LO STUDIO: AUMENTO DELLA MORTALITÀ SE NON SI RITARDA IL PIANO D’AZIONE ZERO POLLUTION 2021
A essere presente in quantità superiori alla norma è anche biossido di azoto (NO2). Lo studio “Urgent Call to Ensure Clean Air For All in Europe, Fight Health Inequalities and Oppose Delays in Action” dell’International Journal of Public Health stima che quasi 330.000 persone potrebbero morire, in Europa, per malattie connesse all’inquinamento, in seguito al rinvio di 10 anni dell’adempimento ai nuovi limiti sulla qualità dell’aria previsti dal Piano d’azione Zero Pollution 2021 della Commissione europea: un terzo circa della mortalità aggiuntiva si verificherebbe in Italia.

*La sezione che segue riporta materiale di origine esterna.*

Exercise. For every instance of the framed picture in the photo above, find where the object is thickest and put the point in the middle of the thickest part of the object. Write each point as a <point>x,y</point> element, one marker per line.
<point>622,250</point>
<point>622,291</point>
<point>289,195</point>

A rilanciare lo studio è l’associazione Cittadini per l’Aria, una rete di associazioni, con base a Milano, che si batte per la tutela della qualità dell’aria. “L’attuale posizione dell’Italia è irresponsabile non solo per la richiesta di un rinvio che condanna a morte oltre centomila cittadini italiani ma – scrive Anna Gerometta, Presidente di Cittadini per l’aria onlus -, soprattutto, in quanto il rinvio richiesto – piegando per l’ennesima volta alla volontà politica il rispetto dell’evidenza scientifica e il diritto alla salute – ha il mero scopo di legittimare l’assoluta inazione che ormai da decenni caratterizza le politiche dell’aria in Italia”. Inoltre, nel 2021, il 97% della popolazione urbana dell’Unione europea è stata esposta a concentrazioni di particolato fine superiori al livello delle linee guida sanitarie stabilite dall’Organizzazione Mondiale della Sanità.